Annie caught her breath. “Will you take it?”
He nodded. “I plan to.”
Annie sank back in her pillows, digesting it all. “I guess all this means I’m out of a job, though.” She chewed her lip, wondering how she’d make ends meet now.
“Think of this as opportunity knocking. You can do whatever you want with your life, Annie.”
She curled her fingers into the sheet, letting her deepest desires filter to the light. “Ginny told me once the women’s c
enter offers scholarships for women who want to finish their education. Maybe I’ll go back to college. The local university has a student worker program and family housing I can look into.”
Jonah smiled. “I like that plan.”
One problem had been resolved, but the greater threat to her happiness remained.
“Jonah,” she started again carefully, her heart rising to her throat. She had to convince him their love was worth taking a risk. “Considering all we’ve been through already, how can you doubt our ability to make a marriage work? And I say our ability for a reason. Because you won’t be alone anymore. We’ll be a team.”
Jonah caught his breath, and she saw warmth flash in his eyes, chasing away some of the shadows darkening his expression. The seed of hope in her chest planted roots.
He rose from the chair and sat on the edge of her bed. He stroked her face gently and held her gaze. “We do make a good team.”
She covered his hand with hers. “I know the idea of family brings back painful memories, but I want to be there to help you face down those ghosts from your past…if you’ll let me.”
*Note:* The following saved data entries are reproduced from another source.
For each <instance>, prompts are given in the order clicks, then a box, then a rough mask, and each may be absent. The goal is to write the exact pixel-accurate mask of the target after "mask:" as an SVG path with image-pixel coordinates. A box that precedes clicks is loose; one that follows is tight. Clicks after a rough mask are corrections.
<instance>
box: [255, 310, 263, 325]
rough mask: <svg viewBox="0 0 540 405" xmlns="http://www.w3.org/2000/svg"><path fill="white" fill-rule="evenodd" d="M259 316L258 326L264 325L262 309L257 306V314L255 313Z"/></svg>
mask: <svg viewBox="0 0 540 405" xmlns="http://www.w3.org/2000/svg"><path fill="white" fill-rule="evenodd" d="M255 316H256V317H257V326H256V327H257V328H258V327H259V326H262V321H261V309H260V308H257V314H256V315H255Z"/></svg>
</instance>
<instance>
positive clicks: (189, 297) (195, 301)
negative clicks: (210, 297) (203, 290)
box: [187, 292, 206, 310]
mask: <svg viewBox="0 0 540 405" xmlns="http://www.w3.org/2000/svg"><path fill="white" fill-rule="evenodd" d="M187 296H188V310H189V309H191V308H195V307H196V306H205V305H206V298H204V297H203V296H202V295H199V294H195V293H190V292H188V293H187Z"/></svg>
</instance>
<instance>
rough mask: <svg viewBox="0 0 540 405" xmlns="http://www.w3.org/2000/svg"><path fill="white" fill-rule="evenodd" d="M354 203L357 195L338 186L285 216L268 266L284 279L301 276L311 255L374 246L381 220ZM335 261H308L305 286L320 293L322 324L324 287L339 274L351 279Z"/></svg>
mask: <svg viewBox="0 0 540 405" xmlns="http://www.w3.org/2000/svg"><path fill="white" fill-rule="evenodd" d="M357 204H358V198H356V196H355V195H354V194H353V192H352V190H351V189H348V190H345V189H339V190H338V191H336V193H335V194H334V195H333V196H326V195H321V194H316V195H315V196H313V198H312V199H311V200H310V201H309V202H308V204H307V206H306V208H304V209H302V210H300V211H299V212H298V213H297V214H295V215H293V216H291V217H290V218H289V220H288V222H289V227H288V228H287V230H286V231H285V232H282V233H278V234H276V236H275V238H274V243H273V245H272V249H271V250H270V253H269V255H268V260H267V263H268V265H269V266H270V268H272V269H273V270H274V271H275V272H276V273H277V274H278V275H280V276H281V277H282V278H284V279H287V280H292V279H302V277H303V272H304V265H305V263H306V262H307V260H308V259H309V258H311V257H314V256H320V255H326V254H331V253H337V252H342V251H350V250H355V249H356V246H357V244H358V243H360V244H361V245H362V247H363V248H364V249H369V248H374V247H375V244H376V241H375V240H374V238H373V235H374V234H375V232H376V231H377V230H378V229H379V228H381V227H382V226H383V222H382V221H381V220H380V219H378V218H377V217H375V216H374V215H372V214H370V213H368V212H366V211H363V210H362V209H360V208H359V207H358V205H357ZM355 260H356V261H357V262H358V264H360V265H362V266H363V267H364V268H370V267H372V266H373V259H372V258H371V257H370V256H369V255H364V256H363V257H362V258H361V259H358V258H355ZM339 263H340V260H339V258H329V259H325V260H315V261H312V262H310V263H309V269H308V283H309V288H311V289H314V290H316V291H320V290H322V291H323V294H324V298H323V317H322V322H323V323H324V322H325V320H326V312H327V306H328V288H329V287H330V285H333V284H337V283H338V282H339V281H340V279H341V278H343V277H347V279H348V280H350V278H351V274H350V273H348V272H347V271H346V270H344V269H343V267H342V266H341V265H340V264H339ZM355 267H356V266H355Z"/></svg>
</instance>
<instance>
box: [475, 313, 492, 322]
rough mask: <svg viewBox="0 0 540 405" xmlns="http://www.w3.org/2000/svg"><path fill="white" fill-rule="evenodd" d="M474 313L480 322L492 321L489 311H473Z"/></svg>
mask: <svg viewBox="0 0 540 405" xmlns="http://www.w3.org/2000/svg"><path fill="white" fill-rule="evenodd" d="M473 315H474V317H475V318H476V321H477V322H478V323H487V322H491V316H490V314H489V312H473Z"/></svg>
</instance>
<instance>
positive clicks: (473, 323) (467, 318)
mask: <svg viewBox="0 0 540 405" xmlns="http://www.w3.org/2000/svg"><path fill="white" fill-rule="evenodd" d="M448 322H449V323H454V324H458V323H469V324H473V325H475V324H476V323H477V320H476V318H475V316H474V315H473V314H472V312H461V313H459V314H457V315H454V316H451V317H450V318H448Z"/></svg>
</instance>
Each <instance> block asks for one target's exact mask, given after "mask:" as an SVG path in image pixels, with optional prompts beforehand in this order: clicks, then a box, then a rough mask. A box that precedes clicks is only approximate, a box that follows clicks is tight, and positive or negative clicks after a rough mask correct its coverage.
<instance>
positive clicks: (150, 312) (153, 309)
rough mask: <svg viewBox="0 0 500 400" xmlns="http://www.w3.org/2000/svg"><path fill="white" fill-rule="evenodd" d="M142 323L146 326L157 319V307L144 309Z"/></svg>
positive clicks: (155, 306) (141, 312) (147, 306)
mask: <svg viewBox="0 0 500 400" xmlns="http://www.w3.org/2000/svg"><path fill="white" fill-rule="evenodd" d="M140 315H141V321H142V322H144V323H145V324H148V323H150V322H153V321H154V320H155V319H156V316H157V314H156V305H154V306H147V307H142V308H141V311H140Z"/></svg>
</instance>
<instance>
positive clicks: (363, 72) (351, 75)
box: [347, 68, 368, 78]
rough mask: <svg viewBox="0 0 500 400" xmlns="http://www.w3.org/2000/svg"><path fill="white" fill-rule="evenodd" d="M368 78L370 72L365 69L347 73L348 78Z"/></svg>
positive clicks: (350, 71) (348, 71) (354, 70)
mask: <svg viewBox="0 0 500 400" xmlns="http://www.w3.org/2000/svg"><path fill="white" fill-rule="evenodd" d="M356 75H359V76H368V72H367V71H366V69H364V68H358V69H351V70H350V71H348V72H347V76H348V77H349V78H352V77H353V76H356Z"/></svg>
He answered her by kissing her palm.
Encouraged, she forged on, “I know that our life together will have bumps and potholes along the way, problems to overcome. Every marriage does. But last night—for the past several weeks, in fact—we’ve met every challenge we faced together and seen it through. We can do the same as a family, no matter what life throws at us.”
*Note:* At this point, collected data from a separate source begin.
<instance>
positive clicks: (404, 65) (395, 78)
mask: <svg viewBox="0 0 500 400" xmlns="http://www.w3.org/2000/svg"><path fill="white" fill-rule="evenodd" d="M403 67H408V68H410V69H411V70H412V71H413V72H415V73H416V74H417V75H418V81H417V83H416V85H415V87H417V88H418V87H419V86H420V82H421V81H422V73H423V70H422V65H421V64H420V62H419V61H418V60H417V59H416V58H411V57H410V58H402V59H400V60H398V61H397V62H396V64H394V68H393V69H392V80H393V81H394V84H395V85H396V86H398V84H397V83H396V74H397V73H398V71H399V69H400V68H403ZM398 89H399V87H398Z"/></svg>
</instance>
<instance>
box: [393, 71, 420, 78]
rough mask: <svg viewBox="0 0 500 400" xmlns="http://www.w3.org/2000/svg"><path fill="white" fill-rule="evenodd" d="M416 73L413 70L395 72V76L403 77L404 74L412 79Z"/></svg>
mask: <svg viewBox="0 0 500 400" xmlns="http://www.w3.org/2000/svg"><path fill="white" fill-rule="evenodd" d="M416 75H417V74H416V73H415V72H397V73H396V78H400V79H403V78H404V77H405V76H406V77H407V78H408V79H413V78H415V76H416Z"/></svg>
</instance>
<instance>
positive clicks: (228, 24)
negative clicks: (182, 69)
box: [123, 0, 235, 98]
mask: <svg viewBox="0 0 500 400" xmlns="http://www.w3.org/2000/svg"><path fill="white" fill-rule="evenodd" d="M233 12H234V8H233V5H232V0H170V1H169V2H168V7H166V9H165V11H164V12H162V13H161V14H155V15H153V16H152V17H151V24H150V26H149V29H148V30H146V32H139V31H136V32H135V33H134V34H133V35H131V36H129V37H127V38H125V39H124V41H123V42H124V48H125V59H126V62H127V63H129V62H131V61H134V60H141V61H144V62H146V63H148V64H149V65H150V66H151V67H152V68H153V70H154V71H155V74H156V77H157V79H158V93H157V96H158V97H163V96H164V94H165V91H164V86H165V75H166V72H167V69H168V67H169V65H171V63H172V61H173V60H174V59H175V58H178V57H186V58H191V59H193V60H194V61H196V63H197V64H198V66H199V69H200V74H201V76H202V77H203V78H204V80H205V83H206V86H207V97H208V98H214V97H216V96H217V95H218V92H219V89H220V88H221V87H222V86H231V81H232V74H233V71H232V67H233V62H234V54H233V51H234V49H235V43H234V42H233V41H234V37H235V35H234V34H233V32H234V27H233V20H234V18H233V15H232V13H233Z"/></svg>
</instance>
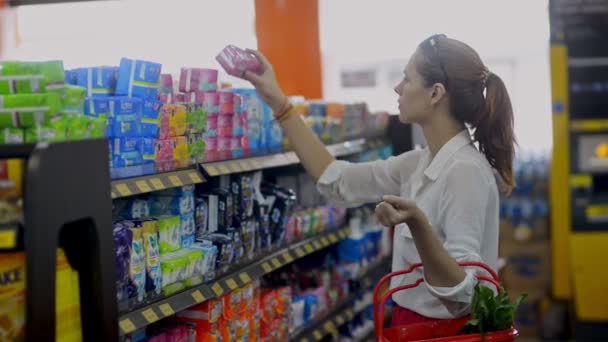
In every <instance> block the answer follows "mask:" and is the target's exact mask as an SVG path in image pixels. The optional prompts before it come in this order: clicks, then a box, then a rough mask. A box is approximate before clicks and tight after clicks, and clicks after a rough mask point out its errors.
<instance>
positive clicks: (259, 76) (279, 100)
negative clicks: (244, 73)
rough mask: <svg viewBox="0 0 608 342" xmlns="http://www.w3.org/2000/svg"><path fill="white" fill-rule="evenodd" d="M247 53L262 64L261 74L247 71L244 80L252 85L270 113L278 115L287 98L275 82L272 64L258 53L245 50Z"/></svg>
mask: <svg viewBox="0 0 608 342" xmlns="http://www.w3.org/2000/svg"><path fill="white" fill-rule="evenodd" d="M247 52H249V53H251V54H253V55H255V56H256V57H257V58H258V60H259V61H260V63H262V74H261V75H260V74H257V73H255V72H250V71H247V72H245V75H244V78H245V79H246V80H247V81H249V82H251V84H253V86H254V87H255V89H256V90H257V92H258V95H259V96H260V97H261V98H262V100H264V102H266V103H267V104H268V105H269V106H270V108H272V111H273V112H274V113H278V112H279V111H280V110H281V109H283V107H284V106H285V103H286V101H287V98H286V97H285V94H283V91H282V90H281V87H280V86H279V82H277V78H276V76H275V74H274V69H273V68H272V64H270V62H269V61H268V59H267V58H266V57H264V55H262V54H261V53H260V52H259V51H256V50H251V49H247Z"/></svg>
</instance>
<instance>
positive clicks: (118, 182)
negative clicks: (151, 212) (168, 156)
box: [111, 169, 205, 198]
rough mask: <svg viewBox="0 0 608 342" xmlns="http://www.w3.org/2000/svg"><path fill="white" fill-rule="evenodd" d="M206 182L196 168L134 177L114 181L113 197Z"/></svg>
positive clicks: (113, 184) (113, 186) (112, 194)
mask: <svg viewBox="0 0 608 342" xmlns="http://www.w3.org/2000/svg"><path fill="white" fill-rule="evenodd" d="M203 182H205V178H203V176H202V174H201V173H200V172H199V171H197V170H195V169H189V170H182V171H174V172H167V173H159V174H156V175H152V176H142V177H134V178H129V179H125V180H115V181H112V193H111V194H112V198H120V197H129V196H133V195H138V194H145V193H149V192H153V191H159V190H165V189H170V188H175V187H180V186H184V185H191V184H199V183H203Z"/></svg>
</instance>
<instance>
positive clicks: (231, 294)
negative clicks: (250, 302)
mask: <svg viewBox="0 0 608 342" xmlns="http://www.w3.org/2000/svg"><path fill="white" fill-rule="evenodd" d="M242 302H243V289H236V290H234V291H232V292H230V293H227V294H225V295H223V296H222V311H223V316H224V319H227V320H234V319H236V318H237V315H238V314H239V313H240V312H241V311H242Z"/></svg>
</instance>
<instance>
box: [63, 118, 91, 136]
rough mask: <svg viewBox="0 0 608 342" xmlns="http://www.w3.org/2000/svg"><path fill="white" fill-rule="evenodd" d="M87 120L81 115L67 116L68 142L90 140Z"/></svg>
mask: <svg viewBox="0 0 608 342" xmlns="http://www.w3.org/2000/svg"><path fill="white" fill-rule="evenodd" d="M89 122H90V120H89V118H87V117H86V116H84V115H83V114H81V115H69V125H68V133H67V137H68V140H83V139H88V138H90V137H91V136H90V131H89Z"/></svg>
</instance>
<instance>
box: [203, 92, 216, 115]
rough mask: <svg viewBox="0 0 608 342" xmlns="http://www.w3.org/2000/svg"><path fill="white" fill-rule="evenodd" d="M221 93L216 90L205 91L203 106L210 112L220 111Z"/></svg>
mask: <svg viewBox="0 0 608 342" xmlns="http://www.w3.org/2000/svg"><path fill="white" fill-rule="evenodd" d="M219 106H220V94H219V93H218V92H215V91H211V92H205V93H203V107H204V108H205V111H206V112H207V113H208V114H217V113H219V112H220V109H219Z"/></svg>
He leaned close and pressed a kiss to her forehead. “Last night when Susan had that gun on you, I was terrified she’d hurt you and I’d lose you. Then I realized I’d already lost you, because I’d let fear rule my heart instead of my love for you, and I was ashamed of myself.” He placed a soft kiss on her lips. “You deserve so much more.”
She tensed. “Jonah, don’t let fear keep you from being part of our family. I’ve seen how you are with my children. You’re kind and gentle and protective, but you’re also appropriately firm and instructive when you need to be. You have good instincts with them. You know what they need to hear to ease their fears without misleading them. The fact that you knew they needed you last night more than I did speaks volumes to me. You put them first. Trust those instincts, and you’ll be a wonderful father.”